Les hipsters, c’est une sorte de monde qui ne passe pas inaperçu. Leurs préceptes touchent un ensemble d’éléments identitaires : mode, attitude, opinions qui sont régis par un seul et unique commandement, être cool.  Ainsi, ce semble être le seul segment de la population qui bascule la très populaire théorie de la pyramide de Maslow : il faut se réaliser, d’abord et avant tout.

Pour plusieurs raisons, je trouve ce mouvement très captivant. D’abord, c’est que les hipsters sont tout sauf attachants. Ils ont la caractéristique commune d’avoir souvent l’air bête. La raison est simple : ils s’accoquinent très peu des gens de la «masse», ceux-ci étant ignorants culturellement. Les regarder avec condescendance permet de maintenir la distance avec eux. Ainsi, il y a quelque chose de péjoratif associé aux hipsters. Pas étonnant que personne ne se définisse comme tel et que tout le monde les méprise. Même eux.
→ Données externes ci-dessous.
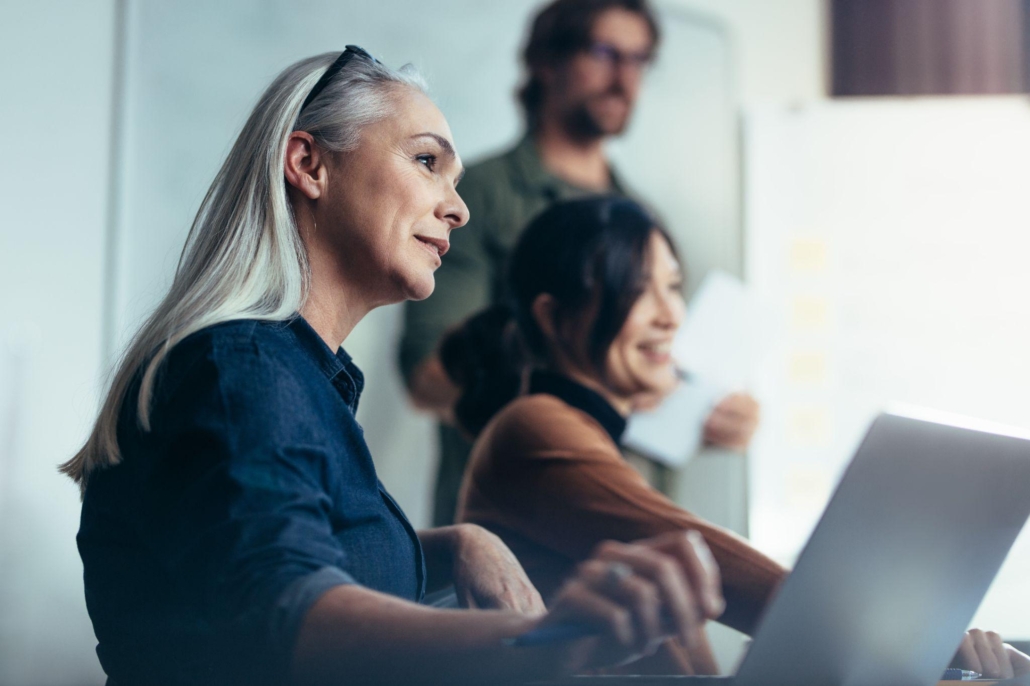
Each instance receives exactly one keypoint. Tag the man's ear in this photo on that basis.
(544, 308)
(305, 165)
Même si personne ne se déclare hipster au même titre que personne ne se défini comme avare ou mythomane, ça existe. J’en ai vus! En effet, on peut en observer différentes espèces à Montréal. Y’a des endroits et événements agrégatifs de hipsters où c’est plus facile de les voir. Pour les identifier, j’ai pensé faire une brève fiche descriptive du spécimen.

Habitat : Ils se tiennent dans des endroits atypiques ou qui présentent une culture émergente et/ou underground. C’est pourquoi on en voit beaucoup au FME. Ce sont ceux qui trouvent Patrick Watson beaucoup trop mainstream et qui prennent des photos de choses qu’ils jugent risibles et les publient sur Facebook au même instant.

Nourriture : Majoritairement végétaliens, les hipsters se nourrissent de n’importe quoi au goût difficile à cerner (ex : muffins courges et citron). Autant que possible, ils consomment leurs aliments d’une façon autre que le veut la coutume ou la convention (ex : boire du thé dans un pot Masson).

Caractéristiques physiques : Ils cultivent un look androgyne et sont généralement assez maigres. Beaucoup portent des lunettes avec de larges montures en plastique, des skinny jeans, des t-shirts avec des noms de groupes ou des titres de films dont personne n’a jamais entendu parler. Quelques-uns vivent la chose de façon plus viscérale et portent des vêtements et des coupes de cheveux que 99,9% de la population ne saurait assumer. Ils jouent parfois sur la ligne du laid et de l’indécence pour se démarquer.

Intérêts : Les hipsters s’intéressent à la musique, à la littérature et aux films dont personne n’a jamais entendu parler. Par contre, ils respectent certaines grandes icônes comme Oscar Wilde, Che Guevara, les Beatles mais pas ceux qui sont nés de leur influence.

Éléments distinctifs : Ils taponnent souvent sur un cellulaire et pratiquent le name dropping (de monde qu’on connaît pas, vous l’avez deviné).

On comprend maintenant pourquoi le phénomène n’est pas répandu en région. L’environnement de l’Abitibi-Témiscamingue n’est pas adapté à leur mode de vie et le hipster y serait voué à une mort certaine. Le Polyson, le Mike’s et le Roi du Jeans ne sauraient répondre à leurs besoins.

De toute façon, ce n’est pas bien grave puisque d’une part, la région qui se démarque par son chaleureux accueil n’aurait que faire de ces êtres si froids et, d’autre part, considérant la popularité grandissante du phénomène qui interfère avec leur besoin de se différencier de la masse, je prédis l’implosion prochaine des hipsters.